Here’s the pattern. Grandma is coming over, so we make sure the dishes are picked up from the table, the bedrooms and the living room, and put in the dishwasher. We consolidate game controllers and make sure all those green rectangular game cases are back on the shelf. Books! They are everywhere – and I make piles of them, and banish the ones that don’t have a home yet off to my bedroom, with the mismatched socks and the laundry that hasn’t been put away yet (at least I have already folded it). We run around with a grocery bag for wrappers and straws, and a damp cloth to take the sticky bits off the tables. I sweep and mop the floor, and one son runs the vacuum while another attacks the bathrooms. All this can be done in an hour or less – so why do I wait for an occasion to do it? Why do I teach my kids, tacitly, that a consistently clean and tidy home is for OTHER people?
This is no epiphany. I have recognized this pattern in my life since I left home nearly 30 years ago. But this year is the first year that I am the Adult in my home. Before, I was waiting for some Prince Charming that I could serve (oh yeah, let’s not go there), or I was in a relationship and hoping that Prince Charming would lend a hand (one did, and one decidedly didn’t). This year, there’s me and my kids. And sometimes, like this weekend, there’s just me.

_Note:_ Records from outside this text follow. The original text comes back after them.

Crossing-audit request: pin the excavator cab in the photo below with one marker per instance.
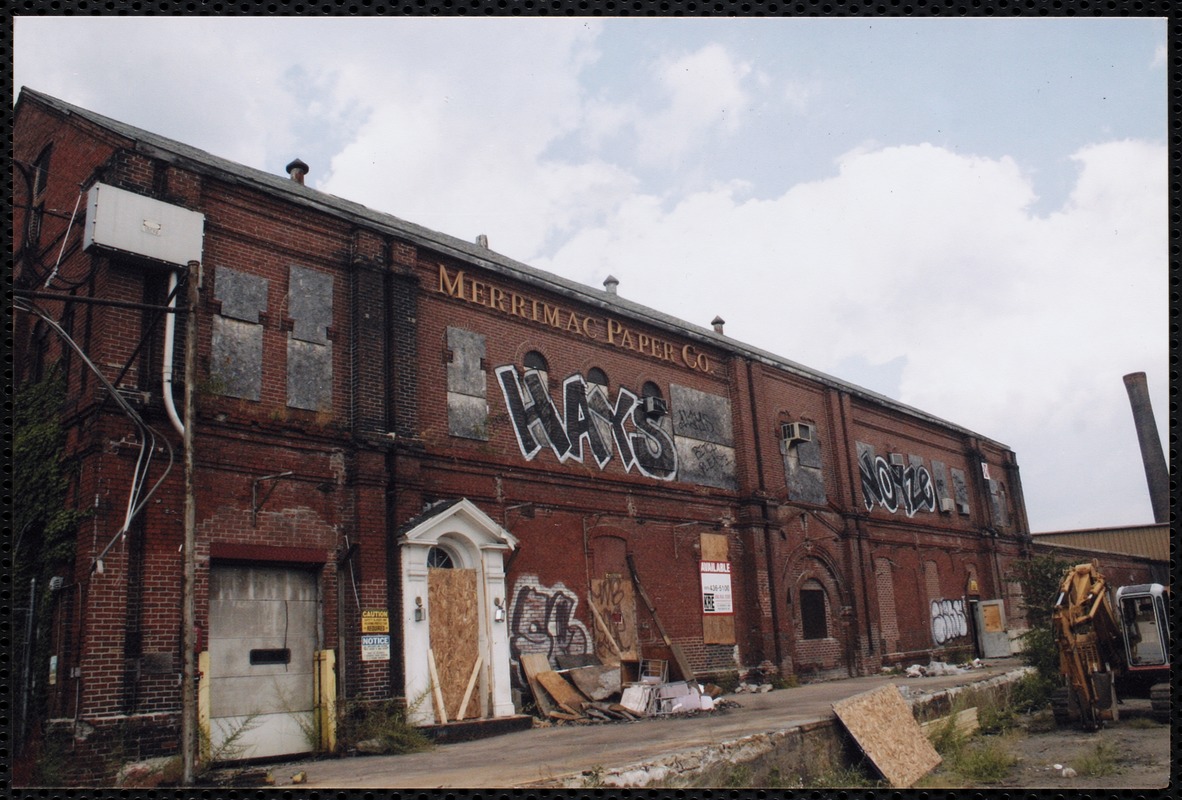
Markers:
(1147, 635)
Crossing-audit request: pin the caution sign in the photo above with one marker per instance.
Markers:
(375, 622)
(716, 598)
(376, 648)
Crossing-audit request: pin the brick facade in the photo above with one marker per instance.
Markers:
(378, 368)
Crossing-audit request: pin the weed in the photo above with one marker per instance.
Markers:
(986, 762)
(842, 778)
(1101, 761)
(383, 724)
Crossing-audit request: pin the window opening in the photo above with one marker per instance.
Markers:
(440, 559)
(813, 618)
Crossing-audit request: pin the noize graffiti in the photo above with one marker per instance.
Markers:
(948, 620)
(894, 486)
(589, 423)
(541, 619)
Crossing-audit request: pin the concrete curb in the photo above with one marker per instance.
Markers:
(688, 765)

Well, guess what? I like a clean kitchen. I’m not waiting for anyone to come over to wash and put away the pots and pans, to get rid of the compost and to sweep up the crumbs from toast. I am worth a shiny sink or two. It calms me and helps me concentrate to be in an orderly house. Cleaning it is not an act of subservience if I’m doing it for me. I may never be a neat freak, but I can give myself the gift of a home that I love to be in.
Photo Credit
Photo by Catherine Novak
First published at WordSpring
I would consider myself a pretty tidy person and my mom still cleans the sink 🙂
I’m thankful that we all have different personal styles. Mine happens to be one where everything does truly have its place, and things get put away every night – I can’t live with disorder but understand that others can.

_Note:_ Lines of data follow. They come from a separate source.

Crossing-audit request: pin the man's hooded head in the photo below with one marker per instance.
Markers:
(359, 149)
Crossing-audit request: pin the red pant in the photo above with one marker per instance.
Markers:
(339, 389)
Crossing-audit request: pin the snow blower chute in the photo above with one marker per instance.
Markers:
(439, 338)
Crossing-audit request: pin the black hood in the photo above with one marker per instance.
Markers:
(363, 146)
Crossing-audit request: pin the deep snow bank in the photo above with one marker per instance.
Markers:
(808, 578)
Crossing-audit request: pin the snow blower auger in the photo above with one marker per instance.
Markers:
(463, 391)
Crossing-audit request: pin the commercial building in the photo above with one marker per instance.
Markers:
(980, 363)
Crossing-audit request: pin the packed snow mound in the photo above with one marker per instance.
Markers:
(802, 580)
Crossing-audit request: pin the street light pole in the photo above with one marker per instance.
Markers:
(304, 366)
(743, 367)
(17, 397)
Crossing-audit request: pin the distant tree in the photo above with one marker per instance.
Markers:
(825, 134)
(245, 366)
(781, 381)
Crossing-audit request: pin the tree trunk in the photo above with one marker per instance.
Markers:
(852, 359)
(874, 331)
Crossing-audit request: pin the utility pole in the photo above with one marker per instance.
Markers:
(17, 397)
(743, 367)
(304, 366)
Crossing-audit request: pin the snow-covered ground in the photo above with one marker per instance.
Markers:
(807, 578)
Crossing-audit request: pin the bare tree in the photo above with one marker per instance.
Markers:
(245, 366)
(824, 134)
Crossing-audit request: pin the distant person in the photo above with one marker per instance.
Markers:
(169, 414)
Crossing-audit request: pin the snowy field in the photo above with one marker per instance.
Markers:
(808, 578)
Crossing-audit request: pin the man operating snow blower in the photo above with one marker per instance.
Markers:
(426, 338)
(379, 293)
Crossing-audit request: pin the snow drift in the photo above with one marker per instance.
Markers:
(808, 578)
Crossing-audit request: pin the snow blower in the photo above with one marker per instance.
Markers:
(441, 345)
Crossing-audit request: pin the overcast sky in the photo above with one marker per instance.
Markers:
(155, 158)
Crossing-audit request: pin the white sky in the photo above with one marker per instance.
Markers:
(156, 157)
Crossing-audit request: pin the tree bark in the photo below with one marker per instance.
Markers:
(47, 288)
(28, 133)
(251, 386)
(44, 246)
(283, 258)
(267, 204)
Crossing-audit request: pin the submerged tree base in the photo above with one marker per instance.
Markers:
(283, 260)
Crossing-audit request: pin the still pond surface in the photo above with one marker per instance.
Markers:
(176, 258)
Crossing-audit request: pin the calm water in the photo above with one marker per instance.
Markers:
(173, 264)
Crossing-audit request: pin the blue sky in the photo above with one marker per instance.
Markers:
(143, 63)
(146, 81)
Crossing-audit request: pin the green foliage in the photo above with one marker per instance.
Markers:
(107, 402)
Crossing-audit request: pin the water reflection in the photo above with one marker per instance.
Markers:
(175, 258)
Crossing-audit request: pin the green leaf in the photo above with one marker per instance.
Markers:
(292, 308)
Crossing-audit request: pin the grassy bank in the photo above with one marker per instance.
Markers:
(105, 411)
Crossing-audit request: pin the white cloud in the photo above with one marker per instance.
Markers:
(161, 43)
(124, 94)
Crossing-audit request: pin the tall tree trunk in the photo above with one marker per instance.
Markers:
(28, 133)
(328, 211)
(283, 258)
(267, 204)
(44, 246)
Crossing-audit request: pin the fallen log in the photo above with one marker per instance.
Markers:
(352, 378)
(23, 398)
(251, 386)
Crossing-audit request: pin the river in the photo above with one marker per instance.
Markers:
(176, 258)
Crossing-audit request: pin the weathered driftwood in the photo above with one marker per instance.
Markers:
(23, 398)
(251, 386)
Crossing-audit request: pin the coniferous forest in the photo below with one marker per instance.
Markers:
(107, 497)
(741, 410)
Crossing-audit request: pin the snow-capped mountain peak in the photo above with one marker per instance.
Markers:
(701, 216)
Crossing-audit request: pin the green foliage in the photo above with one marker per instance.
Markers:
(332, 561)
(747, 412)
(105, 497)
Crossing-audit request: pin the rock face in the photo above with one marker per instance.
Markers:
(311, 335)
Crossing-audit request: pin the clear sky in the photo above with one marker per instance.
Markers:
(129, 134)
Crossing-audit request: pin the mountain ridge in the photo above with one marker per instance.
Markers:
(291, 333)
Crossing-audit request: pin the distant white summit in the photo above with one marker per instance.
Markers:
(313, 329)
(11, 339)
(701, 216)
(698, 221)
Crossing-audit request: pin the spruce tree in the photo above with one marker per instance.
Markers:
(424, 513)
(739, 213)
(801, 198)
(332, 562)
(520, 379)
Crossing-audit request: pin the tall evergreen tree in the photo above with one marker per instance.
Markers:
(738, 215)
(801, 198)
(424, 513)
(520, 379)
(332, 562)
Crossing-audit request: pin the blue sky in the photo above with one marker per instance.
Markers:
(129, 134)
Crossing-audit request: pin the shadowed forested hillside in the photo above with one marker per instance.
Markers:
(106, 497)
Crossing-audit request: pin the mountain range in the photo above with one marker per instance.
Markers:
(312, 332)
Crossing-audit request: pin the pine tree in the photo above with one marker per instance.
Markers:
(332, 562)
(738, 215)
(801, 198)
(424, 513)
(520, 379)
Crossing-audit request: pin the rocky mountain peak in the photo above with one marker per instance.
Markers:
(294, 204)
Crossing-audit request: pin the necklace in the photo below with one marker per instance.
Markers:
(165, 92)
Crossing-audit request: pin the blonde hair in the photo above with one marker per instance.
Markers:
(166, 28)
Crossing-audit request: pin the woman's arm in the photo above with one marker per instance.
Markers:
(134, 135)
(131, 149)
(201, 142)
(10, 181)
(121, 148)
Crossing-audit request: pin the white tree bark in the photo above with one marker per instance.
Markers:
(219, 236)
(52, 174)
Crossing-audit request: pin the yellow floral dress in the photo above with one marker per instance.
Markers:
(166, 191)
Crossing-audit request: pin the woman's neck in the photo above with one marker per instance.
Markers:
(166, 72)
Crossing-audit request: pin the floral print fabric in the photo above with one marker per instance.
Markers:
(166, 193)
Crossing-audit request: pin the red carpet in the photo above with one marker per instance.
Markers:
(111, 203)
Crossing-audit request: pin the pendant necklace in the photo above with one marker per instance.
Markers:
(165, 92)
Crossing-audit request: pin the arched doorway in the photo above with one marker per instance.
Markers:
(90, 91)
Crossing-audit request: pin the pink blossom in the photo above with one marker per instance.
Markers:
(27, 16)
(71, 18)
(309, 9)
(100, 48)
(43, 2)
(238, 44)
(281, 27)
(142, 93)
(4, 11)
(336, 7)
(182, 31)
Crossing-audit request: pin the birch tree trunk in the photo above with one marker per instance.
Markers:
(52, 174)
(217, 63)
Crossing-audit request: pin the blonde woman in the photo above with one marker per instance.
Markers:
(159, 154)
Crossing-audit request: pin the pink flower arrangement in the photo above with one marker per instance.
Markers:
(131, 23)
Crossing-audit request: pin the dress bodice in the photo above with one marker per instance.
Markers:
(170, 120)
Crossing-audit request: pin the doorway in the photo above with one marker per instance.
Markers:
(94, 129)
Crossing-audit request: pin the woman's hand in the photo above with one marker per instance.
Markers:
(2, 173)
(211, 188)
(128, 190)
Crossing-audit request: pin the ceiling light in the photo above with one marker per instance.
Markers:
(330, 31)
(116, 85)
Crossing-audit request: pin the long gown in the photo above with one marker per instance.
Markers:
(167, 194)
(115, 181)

Congratulations on finding the way that works for you. Life is too short to stress over someone else’s cleaning ideals.
Love this article by my wise woman, friend, Catherine. “It calms me and helps me concentrate to be in an orderly house” says it all for me as a bit-beyond-mid-life-woman. I love a tidy nest, unlike some our fine-feathered friends, and have found myself inviting others over to potluck, just to give me a boost for tidying and cleaning. Thank you, Catherine for reminding me that it’s ALL for me if, and when, I clean; Spring or not.